The legal principle that minor differences to a weak mark can have a significant impact on the likelihood of a finding of no confusion was reaffirmed with a recent decision by the First Section of the Italian Supreme Court (Order No. 28818/2017).
The dispute that led to this SC decision involved two Italian trademarks: the registered mark “Imperial” and the trademark application for “Impero Uomo”. Imperial SpA, owner of the trademark “Imperial”, filed an opposition with the Italian Patent and Trademark Office (IPTO) against the trademark application “Impero Uomo” in class 25 for clothing and related classes.
The IPTO and the Board of Appeal rejected Imperial SpA’s opposition on the following grounds:
“Imperial” is a weak trademark as it consists of a word which is commonly used for praising the quality of products. Thus, since the trademark “Imperial” represents a variation of the word “impero” (Italian word for kingdom) it is not sufficiently distinctive to prevent the filing of other trademarks containing the suffix “imper-”, especially in circumstances involving a complex trademark (i.e. a sign that consists of both verbal and figurative elements), such as the one opposed.

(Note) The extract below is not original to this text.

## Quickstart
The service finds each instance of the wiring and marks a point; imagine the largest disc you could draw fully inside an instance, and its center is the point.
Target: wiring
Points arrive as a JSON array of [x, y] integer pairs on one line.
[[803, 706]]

Following this decision, Imperial SpA filed an appeal with the Italian Supreme Court. However, the appeal was unsuccessful and the opposition rejected.
The main reasons for Imperial’s request to the Court were twofold:
1. they alleged that the IPTO and the Board of Appeal had not correctly applied the rules of the Italian Intellectual Property Code, based on the argument that they did not acknowledge the proper strength of the “Imperial” trademark given by the lack of any connection of the word to the products for which it was being used; and
2. they also alleged that the applicant’s word mark was a so-called “complex mark” as it is the result of a combination of the two words “Impero” and “Uomo” and of the figurative element consisting in a stylized crown. This, they argued, required an assessment of the elements that have a distinctive character within the trademark itself. According to the appellant this would be due to the fact that a comparison between a simple trademark and a complex one would require the identification of the dominant element of the latter. They argued that the attention, in this case, is brought by the dominant word element “Uomo”. Imperial SpA challenged the decision of the Appellate Court claiming that, by acknowledging the descriptive nature of the word “Uomo” (Italian for “man”), which identifies with the portion of the market to whom the products are aimed, the Commission did not consider that that same descriptive nature is in itself the cause of the lack of distinctive capacity, as it identifies with the products sold under the trademark “Impero Uomo” (i.e. men’s clothing).
However, the Supreme Court found that Imperial SpA’s reasoning lacked substantive grounds.
As to the first reason, the Court reminded the appellant that consistent case law confirms the weak nature of trademarks consisting in words used in the common language. At the same time, the case law holds that such words can be used when there is little to no connection with the products they identify.
In this particular case, however, the word “Imperial”, is an indication of the quality of the product or service and therefore lacks any originality or inventiveness that could grant it greater strength.
As regards the second reason, the Court stated that the use of the word “Uomo” does not constitute the distinctive element of the challenged trademark. The Court then claimed that the Board of Appeal correctly recalled the case law, which states that signs that form a complex trademark do not necessarily have to have a strong distinctive nature but they can lack, either together or individually, any particular distinctiveness, with the only consequence that the complex trademark will be considered weak.
Thus, the Supreme Court rejected Imperial SpA’s appeal.
The decision confirms an important distinction retained in Italian case law between strong and weak trademarks.
This case leads to a general conclusion that whereas in the case of a strong trademark any minor differences in a later mark – even if they do not change the core of the original trademark – could be considered relevant for infringement purposes, on the other hand in the case of a weak trademark any slight variation could be such as to exclude confusion between trademarks and therefore any possible infringement.